Molecular Approach to Diagnosis of Cardiovascular Implantable Electronic Device Infection

• Published in: Clinical infectious diseases Vol. 70; no. 5; pp. 898 - 906
• Main Authors: Esquer Garrigos, Zerelda, Sohail, M Rizwan, Greenwood-Quaintance, Kerryl E, Cunningham, Scott A, Vijayvargiya, Prakhar, Fida, Madiha, Friedman, Paul A, Mandrekar, Jayawant, DeSimone, Daniel C, Baddour, Larry M, Patel, Robin
• Format: Journal Article
• Language: English
• Published: US Oxford University Press 14.02.2020
• Subjects: and Commentaries; Bacteria - genetics; DNA, Bacterial - genetics; Electronics; Humans; Polymerase Chain Reaction; Prostheses and Implants; RNA, Ribosomal, 16S - genetics; Sensitivity and Specificity; 16S rRNA PCR/sequencing; laboratory diagnosis; cardiovascular implantable electronic device infection
• ISSN: 1058-4838; 1537-6591
• DOI: 10.1093/cid/ciz266

Abstract Background Sonicate fluid (SF), a solution derived from vortexing and sonication of explanted cardiovascular implantable electronic devices (CIEDs), is a higher-yield specimen compared with swabs or tissues for culture-based detection of microorganisms associated with CIED infection.
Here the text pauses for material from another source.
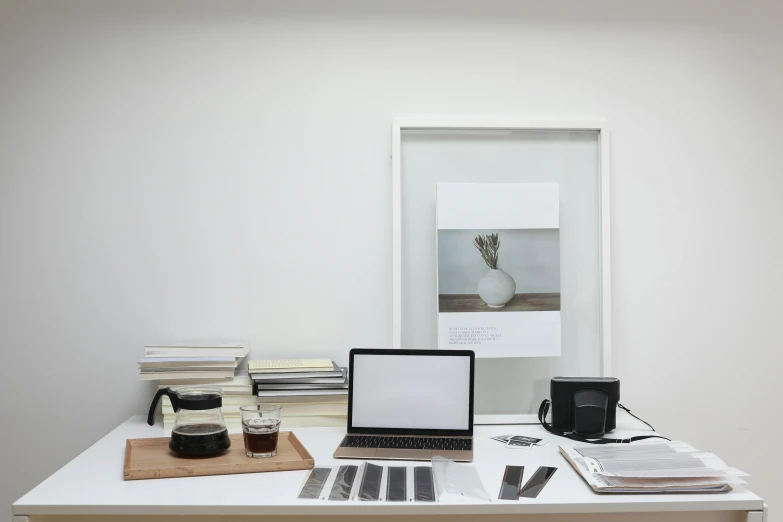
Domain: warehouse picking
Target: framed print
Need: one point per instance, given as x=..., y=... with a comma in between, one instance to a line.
x=461, y=184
Despite this, SF culture fails to identify a causative organism in ~50% of cases. We aimed to evaluate the diagnostic performance of 16S ribosomal RNA gene (rRNA) polymerase chain reaction (PCR)/sequencing of SF and compare it with that of SF culture. Methods We identified 322 SF specimens from extracted CIEDs and reviewed clinical data for each patient. Subjects were classified as having or not having CIED infection. Cases were subcategorized as culture negative if no significant growth was reported from SF cultures and as culture positive if an organism was detected above predefined thresholds. 16S rRNA PCR/sequencing was performed, with the organisms identified reported according to Clinical and Laboratory Standards Institute guidelines for sequence data interpretation. Results A total of 278 SF samples corresponded to infected cases, of which 160 were culture positive and 118 culture negative. The remaining 44 were from noninfected cases, of which 2 were culture positive. Compared with SF culture, the sensitivity of 16S rRNA PCR/sequencing was higher (64% vs 57.5%, P = .003). 16S rRNA PCR/sequencing detected a potential pathogen in 28 of 118 culture-negative cases, identifying staphylococci in the majority (18/28). Conclusions 16S rRNA PCR/sequencing has higher sensitivity to detect bacteria in SF from extracted CIEDs than does SF culture. We demonstrate that 16S rRNA PCR/sequencing has higher sensitivity to detect bacteria in sonicate fluid (SF) from extracted cardiovascular implantable electronic devices than SF culture; therefore this method should be considered for clinical application, especially in cases with negative cultures.